I was getting the answer as 36.

My cases were similar to that of Deeparaj.

Case 1: When (4,8) is one of the selected pair.

Among the remaining 6 numbers only (2,6) have GCD=2. We can select any 3 pairs from the remaining 6 numbers in ((6C2)(4C2)(2C2)/3!)=15 ways( Note that we have to only select the pairs, hence the factor of 3! in the denominator). From this we need to subtract the ways where (2,6) is one of the pairs. Hence the answer of case 1 is 15-3=12.

Case 2: When (4,8) is not of the pairs.

In this case we can show that in each of the 4 pairs we must have one odd number and one even. Therefore total number ways of selecting 4 pairs in this case is simply 4!=24.

- 2 years, 3 months ago

Ah...

I forgot to divide by 2! in my first case to remove the ordering. Thanks for the clarification.

- 2 years, 3 months ago

Can a number be repeated in the pairs?

- 2 years, 3 months ago

No.

- 2 years, 3 months ago

Case 1: One of the pairs is (4,8): $$4\times {4\choose2}$$

Still working on Case 2.

- 2 years, 3 months ago

Case 2:$$4!$$.

So, on the whole $$\boxed{ 48 }$$ ways. Am I right?

- 2 years, 3 months ago

You see,I do not know the correct answer.But,according to me the answer cannot be so less.Just to prove my point,let us assume that 2 is paired with 3.So,we have our first pair (2,3) whose gcd is not 2.Now,we can make the remaining three pairs using 4,5,6,7,8,9 ; but we must ensure that the pair (4,6) or (6,8) is not selected.So,the total number of ways of selecting the remaining three pairs is (6C2)(4C2)(2C2) - 2 (4C2)(2C2)=78.But,this is only one possible case (many other cases still remain to be considered).So, the answer must be greater than 78.Does this make sense?

- 2 years, 3 months ago

I think in your argument you didn't take into consideration that we have to just select the pairs. Because all the 3 remaining pairs are distinct, it would not be 78, but would be 13 instead.

- 2 years, 3 months ago

No,it should be ((6C2)(4C2)(2C2)/3!) -2 ((4C2)(2C2))/2!=9.Also,only three other cases remain in which 2 can be paired with 5,7,9 apart from 3 whose case has been considered.The number of ways of selection for the last three cases is same as that of the first case, by symmetry.Hence,the total number of ways is 9 times (4) = 36.Is it now making sense? Would the answer be 864 had order of selection mattered?

- 2 years, 3 months ago

Yes 36 seems to be correct. I too was getting the same answer but my cases were a bit different than yours. I have posted the solution. If the order of selection had mattered then answer would be 36* 4!=864.

- 2 years, 3 months ago

Yes,correct.It should be 864 had the order of selection mattered.

- 2 years, 3 months ago

Here's mine.

Case 1: Group 2 with any number other than 6 (since 4 and 8 are alredy grouped) and group the remaining among themselves in any manner.

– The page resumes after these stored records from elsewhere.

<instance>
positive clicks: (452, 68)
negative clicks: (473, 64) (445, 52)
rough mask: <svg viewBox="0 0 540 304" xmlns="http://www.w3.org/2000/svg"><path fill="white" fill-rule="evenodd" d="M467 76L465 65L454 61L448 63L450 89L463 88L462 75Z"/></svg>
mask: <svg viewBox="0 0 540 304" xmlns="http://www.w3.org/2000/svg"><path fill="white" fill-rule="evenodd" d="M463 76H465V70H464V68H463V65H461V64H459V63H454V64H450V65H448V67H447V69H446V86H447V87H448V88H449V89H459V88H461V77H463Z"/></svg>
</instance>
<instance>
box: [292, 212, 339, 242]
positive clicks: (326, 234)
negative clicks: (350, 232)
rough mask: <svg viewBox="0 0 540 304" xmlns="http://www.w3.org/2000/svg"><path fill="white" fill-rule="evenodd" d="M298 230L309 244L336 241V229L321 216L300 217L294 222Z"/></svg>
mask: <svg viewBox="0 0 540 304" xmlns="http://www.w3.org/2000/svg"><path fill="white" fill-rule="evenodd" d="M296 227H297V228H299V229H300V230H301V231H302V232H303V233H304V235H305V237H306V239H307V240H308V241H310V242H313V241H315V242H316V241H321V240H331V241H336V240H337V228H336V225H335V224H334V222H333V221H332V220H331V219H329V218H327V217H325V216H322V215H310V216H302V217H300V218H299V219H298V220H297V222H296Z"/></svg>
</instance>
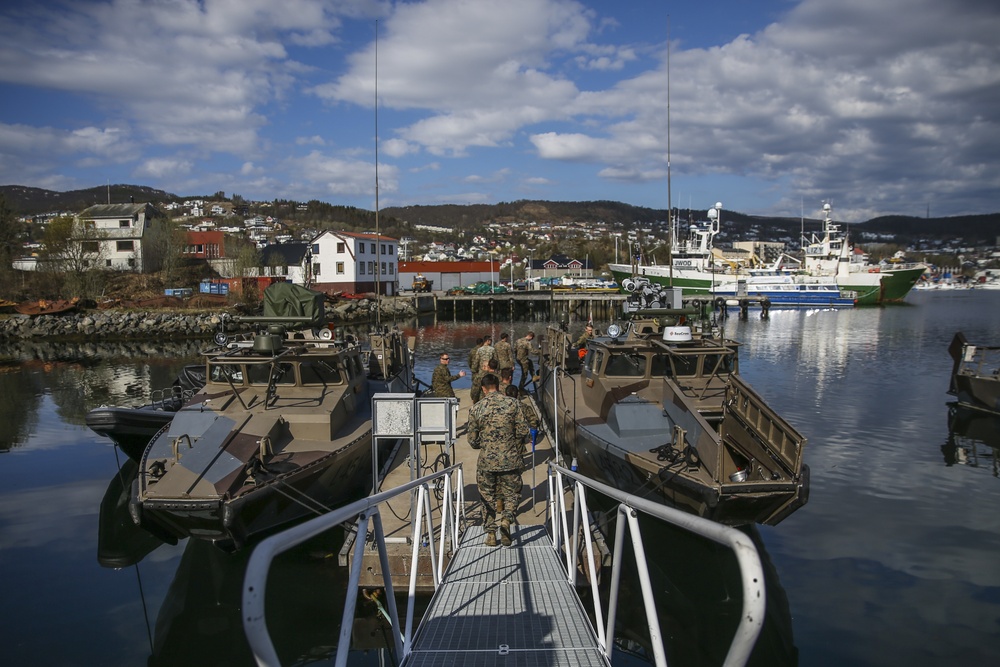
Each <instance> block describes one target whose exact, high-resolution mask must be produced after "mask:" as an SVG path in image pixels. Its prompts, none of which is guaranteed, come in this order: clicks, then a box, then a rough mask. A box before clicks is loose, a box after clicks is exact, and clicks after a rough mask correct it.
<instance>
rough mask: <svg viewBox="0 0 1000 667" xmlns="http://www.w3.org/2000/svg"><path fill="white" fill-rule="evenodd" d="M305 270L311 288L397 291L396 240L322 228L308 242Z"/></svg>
mask: <svg viewBox="0 0 1000 667" xmlns="http://www.w3.org/2000/svg"><path fill="white" fill-rule="evenodd" d="M309 246H310V247H309V255H310V257H309V266H308V271H307V273H308V274H309V275H308V278H309V279H310V280H311V287H312V289H315V290H319V291H321V292H326V293H327V294H333V293H336V292H347V293H363V292H376V293H379V294H385V295H388V296H392V295H394V294H397V293H398V291H399V282H398V278H399V276H398V270H399V257H398V256H397V250H398V247H399V241H398V240H397V239H393V238H389V237H386V236H376V235H374V234H356V233H353V232H330V231H326V232H322V233H321V234H320V235H319V236H317V237H316V238H314V239H313V240H312V241H311V242H310V243H309Z"/></svg>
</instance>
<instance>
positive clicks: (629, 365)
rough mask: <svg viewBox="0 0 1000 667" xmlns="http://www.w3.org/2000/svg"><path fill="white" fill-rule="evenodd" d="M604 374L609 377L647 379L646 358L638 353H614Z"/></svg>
mask: <svg viewBox="0 0 1000 667" xmlns="http://www.w3.org/2000/svg"><path fill="white" fill-rule="evenodd" d="M604 374H605V375H607V376H609V377H645V376H646V357H645V355H642V354H638V353H636V352H612V353H611V354H610V356H609V357H608V365H607V366H606V368H605V371H604Z"/></svg>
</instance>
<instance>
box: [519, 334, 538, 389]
mask: <svg viewBox="0 0 1000 667" xmlns="http://www.w3.org/2000/svg"><path fill="white" fill-rule="evenodd" d="M534 339H535V332H534V331H529V332H528V334H527V335H526V336H525V337H524V338H518V339H517V343H515V344H514V356H516V357H517V365H518V366H520V367H521V380H520V381H519V382H518V383H517V388H518V389H519V390H521V391H524V385H526V384H528V378H533V377H534V375H535V363H534V362H533V361H532V360H531V352H532V347H533V346H532V344H531V341H533V340H534Z"/></svg>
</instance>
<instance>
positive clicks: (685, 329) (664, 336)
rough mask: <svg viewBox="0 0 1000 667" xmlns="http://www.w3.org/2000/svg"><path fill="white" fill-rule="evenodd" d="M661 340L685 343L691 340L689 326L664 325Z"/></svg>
mask: <svg viewBox="0 0 1000 667" xmlns="http://www.w3.org/2000/svg"><path fill="white" fill-rule="evenodd" d="M663 340H664V341H666V342H668V343H686V342H688V341H689V340H691V327H664V328H663Z"/></svg>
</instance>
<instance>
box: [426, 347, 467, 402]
mask: <svg viewBox="0 0 1000 667" xmlns="http://www.w3.org/2000/svg"><path fill="white" fill-rule="evenodd" d="M450 361H451V357H450V356H448V353H447V352H445V353H444V354H442V355H441V363H440V364H438V365H437V368H435V369H434V374H433V375H432V376H431V391H432V392H433V393H434V395H435V396H443V397H447V398H454V397H455V390H454V389H452V387H451V383H452V382H454V381H455V380H457V379H458V378H463V377H465V371H459V372H458V373H456V374H454V375H452V373H451V371H450V370H449V369H448V363H449V362H450Z"/></svg>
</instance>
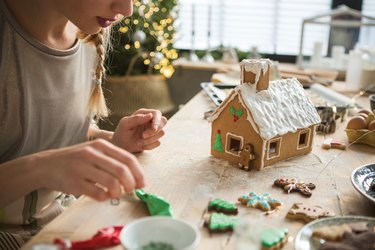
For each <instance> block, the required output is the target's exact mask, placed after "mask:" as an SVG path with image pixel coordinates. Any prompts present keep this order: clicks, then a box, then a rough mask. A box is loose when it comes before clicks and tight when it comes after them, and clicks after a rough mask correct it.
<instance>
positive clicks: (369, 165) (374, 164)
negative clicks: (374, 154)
mask: <svg viewBox="0 0 375 250" xmlns="http://www.w3.org/2000/svg"><path fill="white" fill-rule="evenodd" d="M373 179H375V164H368V165H363V166H361V167H359V168H357V169H355V170H354V171H353V173H352V183H353V185H354V187H355V188H356V189H357V190H358V191H359V192H360V193H361V194H362V195H363V196H365V197H366V198H368V199H369V200H371V201H373V202H375V191H373V190H371V189H370V186H371V182H372V181H373Z"/></svg>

Case 2: None of the evens are paired. So, the pairing of the odds with the evens can be done in 4! ways.

Edit: I get your arguement. But then, what's the flaw in mine?

- 2 years, 3 months ago

You have added the number of ways of case 1 and case 2 incorrectly.Even by your method the answer is 36.

- 2 years, 3 months ago

Comment deleted Apr 30, 2016

I think you have interpreted the problem statement incorrectly.You do not have to select 4 numbers.You have to select 4 PAIRS of numbers such that the gcd of two numbers in each PAIR is not 2.For example, one possible selection could be {(2,9) , (3,8) , (4,7) , and (5,6)}.

- 2 years, 3 months ago

Sorry.

- 2 years, 3 months ago

No problem. I have editted the problem so as to ensure clarity of the problem statement.

- 2 years, 3 months ago

Now it's better

- 2 years, 3 months ago